Lighting Designer: Kaylin Gess
Venue/Company: Barber Theatre/Davidson College

PRODUCTION PHOTOS

ABOUT THIS SHOW

Three time periods collide in a hotel room in this action-packed dark comedy that follows Ana Woods, a young Korean-American woman, who travels to Seoul in 1975 to retrieve her father’s ashes and ends up going on an emotional journey, discovering her parents’ story and her own beginnings. Guided by a mysterious shape-shifting Jesus, Ana is transported into her father’s journal from 1944, and takes on the role of her mother, Number 4, a Korean comfort woman as she meets Luke Woods at the tail end of WWII in Myanmar.
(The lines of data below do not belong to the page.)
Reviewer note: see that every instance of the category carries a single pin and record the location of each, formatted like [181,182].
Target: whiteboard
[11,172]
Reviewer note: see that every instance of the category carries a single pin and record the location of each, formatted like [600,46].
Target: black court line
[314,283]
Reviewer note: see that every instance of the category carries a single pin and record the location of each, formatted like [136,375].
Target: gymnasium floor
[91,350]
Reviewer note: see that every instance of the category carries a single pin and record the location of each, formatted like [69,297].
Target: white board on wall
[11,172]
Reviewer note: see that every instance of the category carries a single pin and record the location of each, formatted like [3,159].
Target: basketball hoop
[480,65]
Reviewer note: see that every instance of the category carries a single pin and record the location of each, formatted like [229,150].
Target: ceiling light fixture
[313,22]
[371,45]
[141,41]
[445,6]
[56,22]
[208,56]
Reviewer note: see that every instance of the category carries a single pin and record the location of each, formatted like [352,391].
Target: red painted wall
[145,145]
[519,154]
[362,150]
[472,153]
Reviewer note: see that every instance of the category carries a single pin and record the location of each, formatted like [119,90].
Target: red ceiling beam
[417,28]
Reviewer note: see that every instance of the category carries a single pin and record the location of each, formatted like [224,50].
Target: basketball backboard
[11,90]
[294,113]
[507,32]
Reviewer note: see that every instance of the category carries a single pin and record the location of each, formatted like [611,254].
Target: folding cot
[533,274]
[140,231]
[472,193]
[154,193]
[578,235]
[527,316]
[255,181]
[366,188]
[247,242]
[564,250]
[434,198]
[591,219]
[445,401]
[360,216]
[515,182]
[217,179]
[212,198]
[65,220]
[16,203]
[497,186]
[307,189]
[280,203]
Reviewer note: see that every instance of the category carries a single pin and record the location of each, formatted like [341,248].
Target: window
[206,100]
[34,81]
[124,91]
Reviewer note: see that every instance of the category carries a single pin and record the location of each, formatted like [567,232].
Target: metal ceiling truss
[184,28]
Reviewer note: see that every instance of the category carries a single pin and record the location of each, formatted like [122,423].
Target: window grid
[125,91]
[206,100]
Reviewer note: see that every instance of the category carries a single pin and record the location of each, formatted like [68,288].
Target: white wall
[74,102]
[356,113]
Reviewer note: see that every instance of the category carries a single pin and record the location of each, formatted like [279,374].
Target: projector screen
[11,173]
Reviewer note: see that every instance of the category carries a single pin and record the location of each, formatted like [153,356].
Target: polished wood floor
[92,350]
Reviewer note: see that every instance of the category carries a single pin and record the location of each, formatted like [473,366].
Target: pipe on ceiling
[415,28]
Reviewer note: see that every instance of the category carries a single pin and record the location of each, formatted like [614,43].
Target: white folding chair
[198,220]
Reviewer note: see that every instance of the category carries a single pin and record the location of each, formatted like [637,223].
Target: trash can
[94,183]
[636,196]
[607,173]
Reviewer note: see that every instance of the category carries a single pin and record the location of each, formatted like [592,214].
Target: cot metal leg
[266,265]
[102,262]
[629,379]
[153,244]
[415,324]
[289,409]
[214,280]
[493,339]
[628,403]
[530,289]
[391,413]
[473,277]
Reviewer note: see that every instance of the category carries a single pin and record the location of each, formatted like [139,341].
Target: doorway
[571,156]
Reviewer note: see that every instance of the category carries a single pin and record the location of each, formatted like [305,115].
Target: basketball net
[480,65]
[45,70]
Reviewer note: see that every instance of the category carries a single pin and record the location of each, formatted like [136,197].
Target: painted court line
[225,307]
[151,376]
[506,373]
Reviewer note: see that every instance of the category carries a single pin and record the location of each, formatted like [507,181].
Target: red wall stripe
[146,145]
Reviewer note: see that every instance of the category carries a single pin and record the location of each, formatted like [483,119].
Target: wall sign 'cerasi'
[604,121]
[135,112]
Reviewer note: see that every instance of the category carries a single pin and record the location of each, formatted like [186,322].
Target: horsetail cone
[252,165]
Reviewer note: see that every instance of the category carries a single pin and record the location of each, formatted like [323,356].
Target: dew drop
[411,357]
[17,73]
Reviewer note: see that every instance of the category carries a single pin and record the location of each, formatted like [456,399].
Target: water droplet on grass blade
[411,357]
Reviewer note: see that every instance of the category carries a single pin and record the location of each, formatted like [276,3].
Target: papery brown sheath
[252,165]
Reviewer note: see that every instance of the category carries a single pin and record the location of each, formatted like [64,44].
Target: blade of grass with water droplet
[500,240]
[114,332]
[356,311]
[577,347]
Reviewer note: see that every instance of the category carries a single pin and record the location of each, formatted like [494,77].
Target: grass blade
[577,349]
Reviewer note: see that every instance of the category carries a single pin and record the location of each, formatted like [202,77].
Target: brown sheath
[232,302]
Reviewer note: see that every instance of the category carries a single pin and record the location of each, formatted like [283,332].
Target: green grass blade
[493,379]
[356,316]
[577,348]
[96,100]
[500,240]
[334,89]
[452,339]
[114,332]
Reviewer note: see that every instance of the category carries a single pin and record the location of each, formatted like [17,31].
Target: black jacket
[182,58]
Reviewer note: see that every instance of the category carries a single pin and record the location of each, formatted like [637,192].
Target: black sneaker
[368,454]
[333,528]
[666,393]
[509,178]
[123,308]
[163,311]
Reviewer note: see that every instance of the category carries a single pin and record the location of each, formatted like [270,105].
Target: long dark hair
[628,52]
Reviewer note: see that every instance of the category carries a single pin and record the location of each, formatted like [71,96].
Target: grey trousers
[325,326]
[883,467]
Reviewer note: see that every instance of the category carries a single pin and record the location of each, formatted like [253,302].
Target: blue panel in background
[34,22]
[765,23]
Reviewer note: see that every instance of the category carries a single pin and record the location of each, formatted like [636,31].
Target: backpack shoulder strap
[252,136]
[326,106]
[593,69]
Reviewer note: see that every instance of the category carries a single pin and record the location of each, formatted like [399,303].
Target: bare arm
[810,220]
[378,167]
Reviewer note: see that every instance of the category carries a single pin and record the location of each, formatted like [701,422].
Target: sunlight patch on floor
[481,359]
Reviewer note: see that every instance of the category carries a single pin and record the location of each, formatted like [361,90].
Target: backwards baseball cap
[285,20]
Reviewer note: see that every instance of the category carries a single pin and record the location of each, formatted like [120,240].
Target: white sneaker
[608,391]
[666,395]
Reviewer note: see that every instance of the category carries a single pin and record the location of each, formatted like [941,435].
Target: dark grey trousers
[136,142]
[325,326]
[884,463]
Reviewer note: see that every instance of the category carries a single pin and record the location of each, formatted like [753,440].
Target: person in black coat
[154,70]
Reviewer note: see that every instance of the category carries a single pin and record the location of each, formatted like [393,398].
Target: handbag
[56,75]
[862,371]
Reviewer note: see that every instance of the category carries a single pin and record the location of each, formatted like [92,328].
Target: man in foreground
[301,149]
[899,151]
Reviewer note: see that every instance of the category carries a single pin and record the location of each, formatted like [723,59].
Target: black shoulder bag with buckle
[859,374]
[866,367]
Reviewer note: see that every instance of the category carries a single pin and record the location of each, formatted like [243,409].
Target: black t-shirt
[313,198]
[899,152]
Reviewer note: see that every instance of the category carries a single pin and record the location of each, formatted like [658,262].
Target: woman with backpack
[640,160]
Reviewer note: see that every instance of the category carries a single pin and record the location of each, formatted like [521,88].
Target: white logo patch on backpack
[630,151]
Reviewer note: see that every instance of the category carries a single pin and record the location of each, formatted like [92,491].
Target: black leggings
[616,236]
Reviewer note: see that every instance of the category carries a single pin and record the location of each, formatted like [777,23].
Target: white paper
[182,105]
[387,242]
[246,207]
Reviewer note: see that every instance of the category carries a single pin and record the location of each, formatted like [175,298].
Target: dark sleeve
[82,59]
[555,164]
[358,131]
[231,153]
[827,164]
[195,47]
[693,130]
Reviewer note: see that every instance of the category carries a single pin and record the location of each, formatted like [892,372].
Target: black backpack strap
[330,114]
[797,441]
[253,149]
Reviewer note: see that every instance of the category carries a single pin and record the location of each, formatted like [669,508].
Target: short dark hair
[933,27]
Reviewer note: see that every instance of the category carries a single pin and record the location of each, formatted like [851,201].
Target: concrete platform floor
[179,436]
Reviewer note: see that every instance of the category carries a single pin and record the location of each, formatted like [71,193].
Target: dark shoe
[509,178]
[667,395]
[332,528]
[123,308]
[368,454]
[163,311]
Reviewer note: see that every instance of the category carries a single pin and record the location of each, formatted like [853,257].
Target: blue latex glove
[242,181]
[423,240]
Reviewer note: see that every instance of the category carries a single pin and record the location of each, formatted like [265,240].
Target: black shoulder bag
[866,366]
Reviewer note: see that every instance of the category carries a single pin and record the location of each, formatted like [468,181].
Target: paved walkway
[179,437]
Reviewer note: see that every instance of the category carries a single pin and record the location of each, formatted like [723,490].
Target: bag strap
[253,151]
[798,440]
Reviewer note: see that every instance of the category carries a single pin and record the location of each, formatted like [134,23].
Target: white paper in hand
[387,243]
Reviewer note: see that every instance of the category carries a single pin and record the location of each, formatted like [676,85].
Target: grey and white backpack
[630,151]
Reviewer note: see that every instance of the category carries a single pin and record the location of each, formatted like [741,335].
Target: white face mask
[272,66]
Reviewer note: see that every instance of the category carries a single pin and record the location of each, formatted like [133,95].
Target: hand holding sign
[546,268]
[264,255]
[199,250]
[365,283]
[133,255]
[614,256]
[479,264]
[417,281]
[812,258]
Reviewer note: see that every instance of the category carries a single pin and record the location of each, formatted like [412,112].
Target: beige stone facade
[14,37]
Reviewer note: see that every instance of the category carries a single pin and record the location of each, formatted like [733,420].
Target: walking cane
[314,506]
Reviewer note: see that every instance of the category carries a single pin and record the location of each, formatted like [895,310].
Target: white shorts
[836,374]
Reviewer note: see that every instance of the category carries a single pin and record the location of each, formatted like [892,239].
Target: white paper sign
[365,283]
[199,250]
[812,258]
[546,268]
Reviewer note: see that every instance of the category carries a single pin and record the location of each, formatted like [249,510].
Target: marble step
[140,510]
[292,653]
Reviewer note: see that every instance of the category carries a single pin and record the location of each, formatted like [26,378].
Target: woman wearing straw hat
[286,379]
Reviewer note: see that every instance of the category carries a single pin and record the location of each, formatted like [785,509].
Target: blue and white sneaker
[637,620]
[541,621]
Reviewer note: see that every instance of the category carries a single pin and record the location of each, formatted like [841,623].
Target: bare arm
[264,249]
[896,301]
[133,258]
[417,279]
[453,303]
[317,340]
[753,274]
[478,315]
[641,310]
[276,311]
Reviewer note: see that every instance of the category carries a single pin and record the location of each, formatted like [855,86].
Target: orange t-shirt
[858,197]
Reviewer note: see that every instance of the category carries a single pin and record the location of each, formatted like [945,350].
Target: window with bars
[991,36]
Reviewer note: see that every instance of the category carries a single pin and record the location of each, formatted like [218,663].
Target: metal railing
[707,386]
Time and space bleed and morph as Jesus slowly shepherds this shattered family back together through SPAM, journals, and many distressing experiences.

 

This play speaks poignantly about family ties and inherited trauma. Ana did not grow up knowing her parents. She knew her father in the most cursory way, knowing nothing of her mother at all. This play shows her discovery of her parents’ past, and in doing so, it shows a cycle of intergenerational trauma. This cycle is one we see physically in this play (with Ana taking the place of her mother, Number 4, in many scenes), but it is representational of the emotional distress that she inherited from her parents.

 

As lighting designer for this show, I was tasked with creating an evocative and liminal space where three time periods can exist at once, helping with the challenge of depicting violence onstage by obscuring violent moments without losing the emotional impact of that violence, and largely single-handedly establishing mood and tone throughout this piece without assistance from the actors’ faces (which were doubl-masked with actors sometimes also wearing a molded paper mask).

 

Inspired greatly by the art of Jeremy Miranda, I aimed to create multiple spaces onstage that felt like different worlds, but could easily blend in and out of each other. Using mainly a low saturate color palette of cool blues and warm ambers as the keystone of my design, I knew I could create spaces that were drastically different from each other that would blend well together, especially if each space could be utilized in isolation. In moments of violence, I sought to minimize visibility by utilizing flickering and strobing in my cuing, and I leaned heavily on saturate color during moments of emotional intensity that are otherwise not present in the plot.

 

Due to Covid-19, this show was being presented for free for a highly limited in-person audience (about 8 people) in the Barber Theater February 26, 27, 28, and 29. In addition to the in-person audience, the show was be streamed online for free as well. With the incredibly limited in-space audience, the majority of the theater was able to be used for play space in a narrow alley configuration.